Они смотрели друг на друга в тишине.
«Ладно, сынок, а теперь освободи папу», — хотел сказать Маршалл, но понимал, что не стоит. Еще не время. Слишком рано. Теперь, когда угроза со стороны Мужчины исчезла (Напье, черт побери, не надо разделять его заблуждения), у него появилось то, чего, как он думал, больше не будет: время для разработки плана и установления контроля. Он должен был ждать, когда связь между ними окрепнет.
— Папа?
Этим голосом говорил Ной, когда просил денег, чтобы купить ланч в школьной столовой, а не тащить с собой бутерброды из дома. Сама просьба ранила, хотя это было мелко и глупо. Казалось, будто Ной пренебрегал их с Клэр заботой.

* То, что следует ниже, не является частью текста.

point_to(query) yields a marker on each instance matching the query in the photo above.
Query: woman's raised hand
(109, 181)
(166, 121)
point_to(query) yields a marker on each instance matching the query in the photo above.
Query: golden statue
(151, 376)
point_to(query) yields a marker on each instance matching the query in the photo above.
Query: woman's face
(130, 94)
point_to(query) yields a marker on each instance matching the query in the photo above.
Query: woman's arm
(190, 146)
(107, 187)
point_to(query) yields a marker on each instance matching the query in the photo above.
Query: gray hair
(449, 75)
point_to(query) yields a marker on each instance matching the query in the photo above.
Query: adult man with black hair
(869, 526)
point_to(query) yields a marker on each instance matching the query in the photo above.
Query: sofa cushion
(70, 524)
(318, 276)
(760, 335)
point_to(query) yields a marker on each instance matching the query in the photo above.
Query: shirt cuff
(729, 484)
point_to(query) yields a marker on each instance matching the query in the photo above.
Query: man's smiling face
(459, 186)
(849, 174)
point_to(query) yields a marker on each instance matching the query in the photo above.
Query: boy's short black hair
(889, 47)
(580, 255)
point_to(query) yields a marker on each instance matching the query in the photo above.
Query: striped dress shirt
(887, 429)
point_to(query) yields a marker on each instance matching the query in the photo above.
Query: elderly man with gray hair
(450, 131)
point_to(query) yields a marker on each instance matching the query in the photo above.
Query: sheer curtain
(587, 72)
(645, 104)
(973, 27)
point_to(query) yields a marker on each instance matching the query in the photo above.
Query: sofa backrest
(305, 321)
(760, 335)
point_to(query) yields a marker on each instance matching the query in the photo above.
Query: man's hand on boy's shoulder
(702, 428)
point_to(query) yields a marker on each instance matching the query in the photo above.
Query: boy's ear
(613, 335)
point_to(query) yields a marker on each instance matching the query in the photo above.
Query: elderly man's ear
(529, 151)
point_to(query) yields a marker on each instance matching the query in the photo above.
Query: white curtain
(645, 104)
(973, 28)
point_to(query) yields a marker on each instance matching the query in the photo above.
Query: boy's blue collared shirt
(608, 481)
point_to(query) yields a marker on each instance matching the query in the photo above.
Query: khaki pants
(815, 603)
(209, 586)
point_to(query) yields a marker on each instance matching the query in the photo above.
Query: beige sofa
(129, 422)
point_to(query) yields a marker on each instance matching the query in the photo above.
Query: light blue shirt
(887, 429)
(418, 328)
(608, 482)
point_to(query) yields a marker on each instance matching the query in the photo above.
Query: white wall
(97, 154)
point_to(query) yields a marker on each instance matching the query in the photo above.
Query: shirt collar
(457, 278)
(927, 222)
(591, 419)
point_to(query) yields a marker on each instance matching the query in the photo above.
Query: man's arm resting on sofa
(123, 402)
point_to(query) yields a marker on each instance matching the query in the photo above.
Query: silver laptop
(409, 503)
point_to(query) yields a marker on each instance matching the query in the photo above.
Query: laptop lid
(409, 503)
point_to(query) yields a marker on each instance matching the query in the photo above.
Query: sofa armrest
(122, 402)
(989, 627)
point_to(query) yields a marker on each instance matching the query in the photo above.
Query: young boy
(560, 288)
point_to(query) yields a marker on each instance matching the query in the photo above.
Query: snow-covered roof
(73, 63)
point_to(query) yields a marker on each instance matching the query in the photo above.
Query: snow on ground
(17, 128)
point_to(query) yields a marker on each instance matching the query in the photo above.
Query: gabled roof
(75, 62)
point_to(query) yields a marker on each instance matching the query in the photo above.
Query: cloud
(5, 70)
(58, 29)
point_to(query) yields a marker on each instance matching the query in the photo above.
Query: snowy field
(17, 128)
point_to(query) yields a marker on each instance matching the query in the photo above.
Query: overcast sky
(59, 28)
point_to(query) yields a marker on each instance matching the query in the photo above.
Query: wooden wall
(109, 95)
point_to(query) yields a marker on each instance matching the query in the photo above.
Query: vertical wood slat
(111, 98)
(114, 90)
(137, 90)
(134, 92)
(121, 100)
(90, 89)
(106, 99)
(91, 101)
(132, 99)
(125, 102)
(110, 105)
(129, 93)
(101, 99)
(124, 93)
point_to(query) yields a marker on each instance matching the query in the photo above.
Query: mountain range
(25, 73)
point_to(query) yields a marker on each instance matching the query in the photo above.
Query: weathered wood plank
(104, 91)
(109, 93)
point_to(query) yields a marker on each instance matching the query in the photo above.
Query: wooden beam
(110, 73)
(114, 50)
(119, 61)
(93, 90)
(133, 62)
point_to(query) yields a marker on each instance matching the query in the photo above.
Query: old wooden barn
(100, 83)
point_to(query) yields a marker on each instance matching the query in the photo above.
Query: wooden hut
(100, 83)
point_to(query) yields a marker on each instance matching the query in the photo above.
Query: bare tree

Что-то изменилось.
Их мальчик рос.
— Да?
— Я почти все забыл. — Сэм нахмурился, искренне смутившись. — Иногда я пытаюсь вспомнить, как было раньше, когда я рос, понимаешь, но все напрасно.
— Ничего страшного, Ной.
— Да? Наверное, ты прав. — Маршалл видел, что Сэм не согласен. Мысли скользили по его лицу, как червячки под кожей. — Можешь что-нибудь мне рассказать? Что-нибудь из детства?
Маршалл почувствовал, что сидит в луче прожектора. «Это проверка? — гадал он. — Или ему правда важно что-нибудь услышать?»
— Папа?
— Да, Н-ной.
Не смей заикаться, Марс. Даже не думай. Хочешь жить? Да? Тогда возьми себя в руки. Играй свою роль. Забудь про боль, порезы и синяки, про боль в пальце, где эта жирная омерзительная тварь отхватила от тебя кусок, забудь про Клэр и ее гребаное предательство…
(Она этого не делала.)
(Нет, она тебя предала. Хватит себе врать.)
(Оставь меня в покое.)
(…Ной не был твоим сыном.)
…забудь все это и обрати ярость в слова. Немедленно. Или умрешь.
Маршалл смотрел, как Сэм наблюдает за ним, выжидающе наклонившись вперед, следит широко распахнутыми глазами, полными надежды и такими же темными, как у Напье. Жуткое сходство с отцом. Еще страшнее было то, что в изгибе скул Сэма, в рыжеватом оттенке его волос Маршалл мог видеть Клэр.
(У тебя нет сына.)
(Я… я…)
(Скажи это. У тебя нет сына. Скажи это, или он тебя ударит.)
(Давай, Маршалл.)
(У меня нет сына.)
— Однажды, когда ты был маленьким, — начал Маршалл напряженным, но ровным голосом.
— Насколько маленьким?
— Четыре, может пять.
— Круто!
От этого восклицания у Маршалла по спине побежали мурашки. Волоски на коже вздыбились.
— Тебе было пять, и мы с мамой отвели тебя в школу в первый раз. Я приготовил завтрак.
Маршалл все еще помнил этот запах. Кисло-сладкий. Он проник в подвал вместе с воспоминанием, как призрак, но затем изменился — превратился в мускусную вонь секса, жаркого пота и спермы Напье, размазанной между ногами его жены, в месте, которое он сам целовал тысячу раз.